Dolcemente il cielo | Michele Ruffino suicida a 17 anni vittima di Bullismo
20 marzo 2018 Alessandro Bertirotti
Voleva fare il pasticciere, ma ora i suoi dolci sono diventate le stelle. Quelle che ognuno di noi potrà ancora ammirare. Una si chiama Michele e potremo riconoscerla ogni volta che saremo in grado di insegnare come vincere la cattiveria. Quella gratuita, senza senso,senza capo né coda. Ammesso che la cattiveria gratuita abbia mai un senso, visto che siamo noi l’unica specie che gode nell’essere cattivi, senza ragione e per il solo gusto di esserlo.

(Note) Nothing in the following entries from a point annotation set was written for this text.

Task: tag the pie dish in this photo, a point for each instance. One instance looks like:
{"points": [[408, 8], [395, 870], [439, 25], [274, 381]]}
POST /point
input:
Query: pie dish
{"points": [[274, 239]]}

Sto lavorando in questo periodo con un giovane adolescente, Riccardo, dotato di sensibilità e intelligenza non comuni, per potenziarne le caratteristiche. Proprio lui mi faceva notare come sia “sorprendente la capacità umana di interessarsi della vita altrui”. Una osservazione che mi ha fatto riflettere, specialmente dal punto di vista antropologico-mentale. Infatti, Riccardo sostiene che nel bullismo la “cattiveria del bullo, che non è abbastanza forte per gestire la propria rabbia, si ripercuote e si deposita nella vita altrui. E lì rimane, a meno che qualcuno non riesca ad estirparla, definitivamente. Altrimenti, andrà a modificare l’interavita della vittima, con epiloghi tragici”.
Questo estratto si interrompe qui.